Groundwater Monitoring Well 49V 1


Last week Sam Caldwell a Hydrologist from the United States Geological Survey (USGS) who generally specializes in the areas of the Potomac Aquifer spoke at a panel discussion about groundwater and geology. In his presentation Mr. Caldwell walked us through  groundwater level depth data to help us understand the information that can be collected. 

from USGS S. Cadwall presentation

from USGS

In Prince William County the USGS has only two continuous monitoring wells.  Well 49V in the northwest corner of the county has been in operation for over 50 years.

from USGS S.Cadwell presntation

location of well 40V 1 in google maps

According to Mr. Caldwell groundwater level data can be very useful. With 10 years of data we can be very confident of the trend at one particular well. For most of the last 50 years  the water level in well 49V has been fairly stable. However, if you just look at the last 16 years it does not look quite as stable.

from USGS

 A slight downward trend is observed  in the data. This is a single well. To create a pantographic map of the groundwater in Prince William County you would need several wells in each aquifer and geographic region of the county collecting data for at least a decade. This way the USGS could create a potentiometric map of the surface of the aquifer.

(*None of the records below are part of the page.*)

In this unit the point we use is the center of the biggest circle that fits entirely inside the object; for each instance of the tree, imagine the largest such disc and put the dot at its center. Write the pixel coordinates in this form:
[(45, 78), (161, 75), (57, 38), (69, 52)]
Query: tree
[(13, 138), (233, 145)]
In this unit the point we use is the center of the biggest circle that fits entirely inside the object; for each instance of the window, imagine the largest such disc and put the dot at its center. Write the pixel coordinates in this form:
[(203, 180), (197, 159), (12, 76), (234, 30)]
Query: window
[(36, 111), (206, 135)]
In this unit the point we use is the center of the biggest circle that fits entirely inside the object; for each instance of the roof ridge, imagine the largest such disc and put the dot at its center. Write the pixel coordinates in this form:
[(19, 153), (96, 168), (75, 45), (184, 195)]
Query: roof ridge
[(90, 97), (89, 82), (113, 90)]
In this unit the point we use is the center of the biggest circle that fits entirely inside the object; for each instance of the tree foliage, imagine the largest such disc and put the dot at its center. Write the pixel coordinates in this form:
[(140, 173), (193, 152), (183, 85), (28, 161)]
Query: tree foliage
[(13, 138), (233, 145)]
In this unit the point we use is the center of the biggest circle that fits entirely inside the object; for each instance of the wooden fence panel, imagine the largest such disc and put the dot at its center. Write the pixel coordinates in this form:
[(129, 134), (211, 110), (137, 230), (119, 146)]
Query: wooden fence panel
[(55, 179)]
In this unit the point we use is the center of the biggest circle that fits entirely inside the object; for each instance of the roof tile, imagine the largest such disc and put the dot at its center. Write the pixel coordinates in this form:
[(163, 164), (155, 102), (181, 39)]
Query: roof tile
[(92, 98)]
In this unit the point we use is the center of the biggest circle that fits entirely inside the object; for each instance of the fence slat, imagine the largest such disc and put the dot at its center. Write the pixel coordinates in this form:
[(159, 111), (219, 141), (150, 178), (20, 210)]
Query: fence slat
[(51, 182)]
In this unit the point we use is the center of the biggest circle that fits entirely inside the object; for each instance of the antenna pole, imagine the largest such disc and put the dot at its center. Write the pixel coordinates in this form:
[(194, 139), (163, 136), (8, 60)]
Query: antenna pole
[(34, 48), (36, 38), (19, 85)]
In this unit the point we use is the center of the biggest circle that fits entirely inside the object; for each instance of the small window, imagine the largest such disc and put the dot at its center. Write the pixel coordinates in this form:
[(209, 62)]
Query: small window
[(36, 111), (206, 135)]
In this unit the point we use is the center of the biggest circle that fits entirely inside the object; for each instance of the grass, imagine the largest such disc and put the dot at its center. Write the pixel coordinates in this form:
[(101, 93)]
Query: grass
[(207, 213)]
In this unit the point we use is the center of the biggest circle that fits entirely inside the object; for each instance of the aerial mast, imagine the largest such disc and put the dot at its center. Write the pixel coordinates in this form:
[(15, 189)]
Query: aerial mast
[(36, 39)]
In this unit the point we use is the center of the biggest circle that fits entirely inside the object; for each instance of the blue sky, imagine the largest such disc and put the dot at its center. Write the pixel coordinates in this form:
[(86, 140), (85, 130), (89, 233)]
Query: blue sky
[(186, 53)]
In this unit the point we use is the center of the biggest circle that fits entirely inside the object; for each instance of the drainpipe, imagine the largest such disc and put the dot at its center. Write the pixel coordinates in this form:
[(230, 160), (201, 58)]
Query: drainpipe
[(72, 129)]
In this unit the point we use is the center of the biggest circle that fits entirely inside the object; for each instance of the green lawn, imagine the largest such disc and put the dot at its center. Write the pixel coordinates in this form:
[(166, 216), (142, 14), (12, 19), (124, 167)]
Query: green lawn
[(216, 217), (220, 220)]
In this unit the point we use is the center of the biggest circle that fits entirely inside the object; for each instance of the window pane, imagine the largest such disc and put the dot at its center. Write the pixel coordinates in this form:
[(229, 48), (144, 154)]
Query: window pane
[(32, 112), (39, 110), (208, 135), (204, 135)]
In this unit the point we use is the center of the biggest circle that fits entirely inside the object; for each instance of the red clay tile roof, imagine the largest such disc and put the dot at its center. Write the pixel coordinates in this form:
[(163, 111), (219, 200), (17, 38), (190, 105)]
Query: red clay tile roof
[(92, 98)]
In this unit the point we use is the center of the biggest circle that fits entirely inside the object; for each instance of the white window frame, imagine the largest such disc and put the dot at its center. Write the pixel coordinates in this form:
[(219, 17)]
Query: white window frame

from USGS S.Caldwell Presentation

When you add to this data, the precipitation data for the same period you see that July 2017 was very dry, and the complete recovery of the groundwater level only happened after a 2.5 inch rainfall on the 27th of July. What is intriguing is the amount of recovery that occurred during the dry period. The second and third recoveries align with the rainfall that month. 

Rain data from summer 2017 in inches of rain

from CoCoRHS precipitation monitoring station PW-15

from USGS S.Caldwell presentation

Looking at the groundwater level against the historical averages also in informative. Combining groundwater level data, with surface water data and precipitation data would allow use to quantify the recharge of the groundwater over time and model the groundwater level. Once more you can see that the groundwater level in the past year has with the exception of January, been average or below average. Gathering this data and tracking groundwater levels is the first step in ensuring that all Prince William County residents have sustainable water.